学校の放射線基準を年間1ミリシーベルトとするよう主張したのに採用されなかった。「年間20ミリシーベルト近い被ばく をする人は原子力発電所の放射線業務従事者でも極めて少ない。この数値を乳児、幼児、小学生に求めることは学問上の見地からのみならず、私のヒューマニズ ムからしても受け入れがたい」。
政府の原子力防災指針で「緊急事態の発生直後から速やかに開始されるべきもの」とされた「緊急時迅速放射能影響予測システム (SPEEDI)」による影響予測がすぐに運用・公表されなかったことなどを指摘。「法律を軽視してその場限りの対応を行い、事態収束を遅らせている」。
○ 首相は「議論の結果に基づく原子力安全委員会の助言で対応している。」
○ 政府は国際放射線防護委員会(ICRP)が原子力事故の収束段階で適用すべきだとして勧告した年間許容量1~20ミリシーベルトの上限を根拠に採 用。毎時3.8マイクロシーベルト以上の学校などで屋外活動を1日1時間に制限する通知を文部科学省が19日に出した。
○ 高木文部科学相は小学校などの校庭利用の安全基準に関し、「この方針で心配ない」と明言。
○ 「子どもを大人と同様に扱うべきでない」として他の放射線の専門家から異論が出ているほか、日本弁護士連合会も反対声明。
○ 枝野官房長官は「20ミリ・シーベルトまでの被曝(ひばく)を許容したものではない。」
○ 佐々木康人・日本アイソトープ協会常務理事は「影響が出ることはない」が、「被ばくを減らす努力は必要だ」。
○ 従来のICRP勧告:公衆に対する線量限度は、年あたり1mSv。放射線作業従事者は、任意の5年間の平均で年あたり20mSv。

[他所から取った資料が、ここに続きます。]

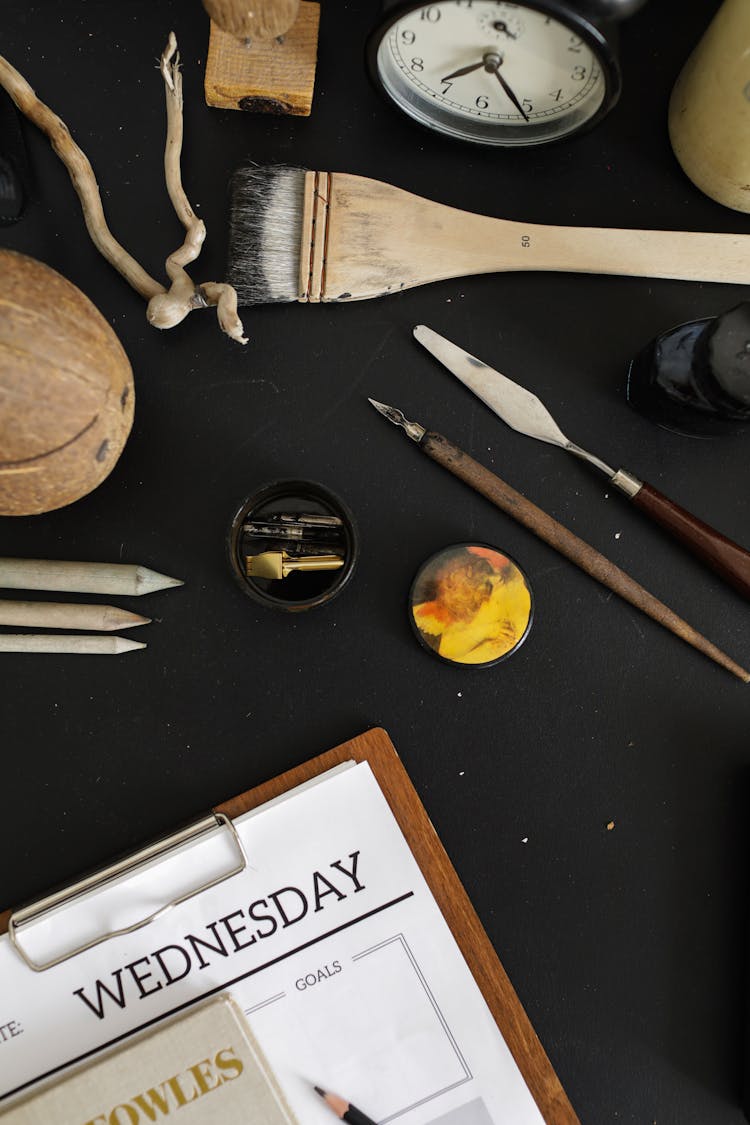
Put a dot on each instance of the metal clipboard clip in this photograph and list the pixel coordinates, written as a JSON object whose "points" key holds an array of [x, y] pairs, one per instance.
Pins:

○ 福島原発に対するICRP声明:緊急時の一般人防護のため、最大でも20-100mSv の範囲になるように国内当局が設定することを勧告する。放射線源制御後の汚染地域に住み続ける場合、1年間に1-20mSv の範囲の参考レベルを選択し、長期目標として年間1mSv となるよう国内当局が設定することを勧告する。